No puedo recordar lo que dicen que hice. No puedo recordar el motivo. Acaso, podría hacerlo ahora, retrospectivamente, pero no sería más que una interpretación (conveniente) del hecho. No sé qué pensé mientras hamacaba a mi hermana y vi a mis padres. No sé qué me impulsó a coger el cuchillo. Sinceramente. No fue ese himno que había oído y cantado tantas veces, pero sin reparar realmente en él. Si podía escucharlo en ese momento, fue porque venía asociado a un estado de ánimo en particular, y nada más.

Hace unos años, una de las tantas psicólogas que me han atendido, llegó a convencerse de que yo, en realidad, no recordaba porque no había hecho nada, sino que había sido mi hermana, un año mayor que yo (entonces teníamos 11 y 10 años), a la que, o bien había decidido proteger, u obedecía sin fisuras.

Pero el cuchillo tenía mis huellas y las de mi padre (era el que él había utilizado durante la comida). Era yo quien estaba manchado con su sangre; no mi hermana. Recuerdo, o creo recordar, el calor que salió de sus cuellos. Un calor espeso, amarronado, húmedo. Un calor con tacto, que me cogió la mano brevemente. Y el olor del alcohol y de sus voces que aún coleaban. Y a mi hermana, quieta en la hamaca, sin expresión. Me acuerdo que me pareció que la mirada extinguida de mis padres tenía más vitalidad que la que habían tenido en vida sus ojos.

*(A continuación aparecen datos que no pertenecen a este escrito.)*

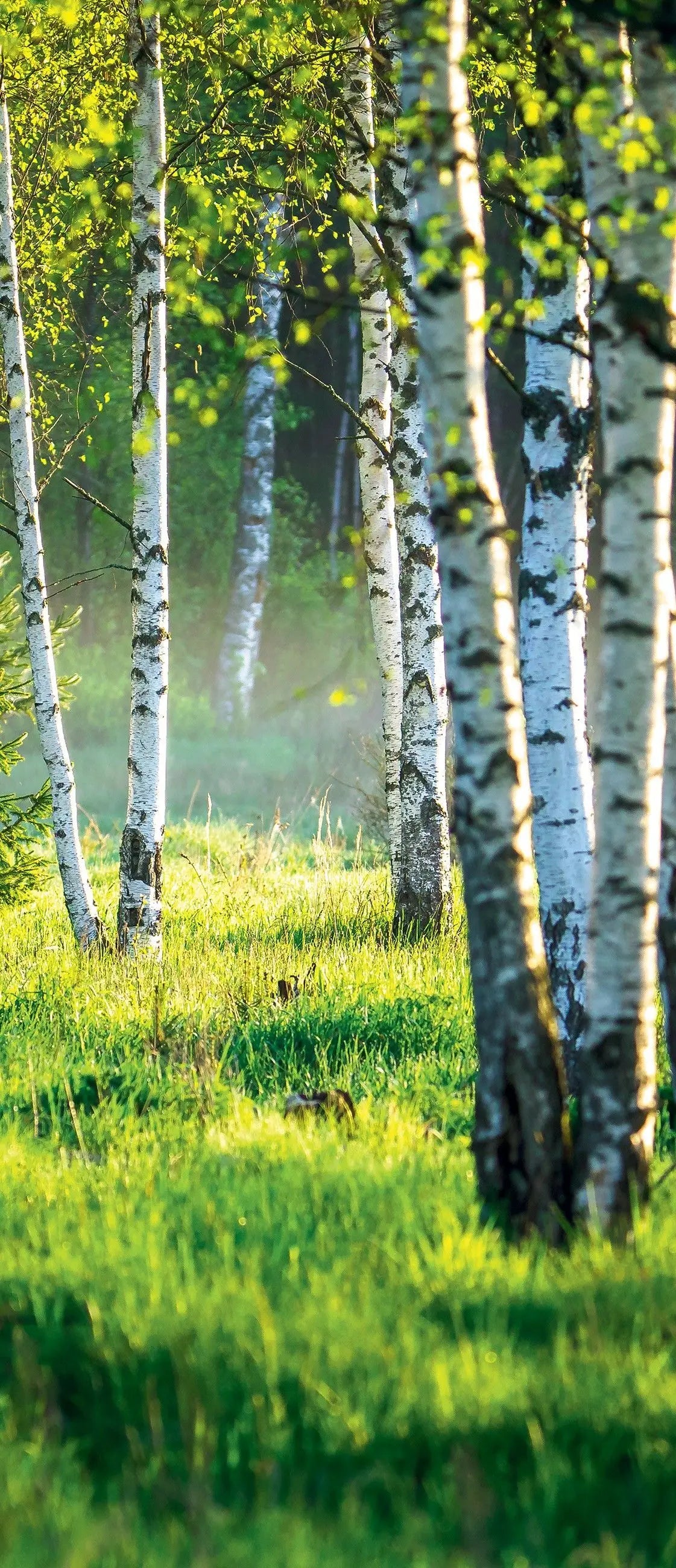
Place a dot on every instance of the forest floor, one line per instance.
(231, 1338)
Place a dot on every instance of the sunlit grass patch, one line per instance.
(230, 1336)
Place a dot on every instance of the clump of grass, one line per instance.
(230, 1338)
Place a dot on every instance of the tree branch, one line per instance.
(344, 405)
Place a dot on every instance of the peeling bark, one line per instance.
(140, 852)
(254, 513)
(71, 863)
(521, 1137)
(424, 887)
(377, 490)
(637, 385)
(552, 631)
(667, 885)
(343, 501)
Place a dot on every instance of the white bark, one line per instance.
(637, 422)
(341, 501)
(424, 885)
(520, 1134)
(76, 884)
(254, 515)
(140, 855)
(552, 628)
(667, 887)
(377, 490)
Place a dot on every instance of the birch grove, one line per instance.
(140, 855)
(552, 626)
(637, 386)
(375, 413)
(71, 863)
(424, 885)
(254, 513)
(520, 1142)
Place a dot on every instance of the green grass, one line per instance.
(226, 1338)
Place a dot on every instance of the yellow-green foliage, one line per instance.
(228, 1338)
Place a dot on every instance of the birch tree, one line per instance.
(140, 855)
(631, 200)
(71, 863)
(343, 499)
(254, 513)
(426, 846)
(521, 1143)
(375, 414)
(552, 623)
(667, 885)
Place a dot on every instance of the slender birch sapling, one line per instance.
(521, 1136)
(633, 204)
(667, 885)
(552, 620)
(424, 884)
(71, 863)
(375, 409)
(140, 855)
(254, 513)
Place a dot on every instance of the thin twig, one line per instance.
(33, 1096)
(194, 868)
(499, 364)
(63, 455)
(100, 504)
(344, 405)
(76, 1120)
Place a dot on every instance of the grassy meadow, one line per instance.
(231, 1338)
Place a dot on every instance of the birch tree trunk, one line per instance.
(667, 885)
(71, 863)
(521, 1137)
(375, 409)
(254, 515)
(140, 853)
(341, 501)
(424, 884)
(552, 629)
(631, 335)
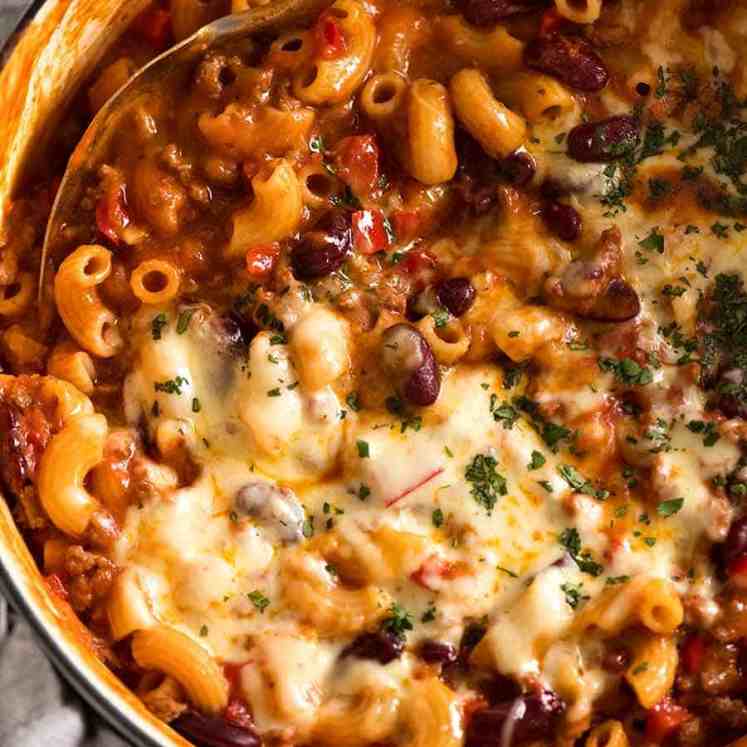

La echaron, a la psicóloga aquella. No era para menos. Según los profesionales que me han tratado y las autoridades judiciales, no tengo hermana. Lo que “recuerdo”, pues, es, conforme al diagnóstico de los primeros, meramente una alegoría. De acuerdo a las pericias policiales y judiciales, aquella sangre que evoco no era humana, sino que pertenecía a los dos gatos y tres chihuahuas de la vecina. De tal manera, habría transferido, ejecutado, sobre esos animales, lo que mi psique no me permitió llevar a cabo sobre los sujetos de mi malestar. Algo así me dijeron alguna vez. Pero yo sé que es una fórmula para evitarme traumas futuros. No deberían preocuparse. Yo me encuentro perfectamente bien. Mejor que nunca, diría. “Jesus, friend of little children/Be a friend to me/Take my hand, and ever keep me/Close to Thee”. Lo canto para mis adentros. Varias veces al día. Me llena la voz y el pecho y me produce un efecto para el resto del día que se parece a una esperanza o a un contento o a haber comido mucho dulce. Orgullo por mi integridad ante las coartadas fáciles que me ofrecen; y bienestar. Si no estuviese aquí, saldría corriendo. Sin saber a dónde.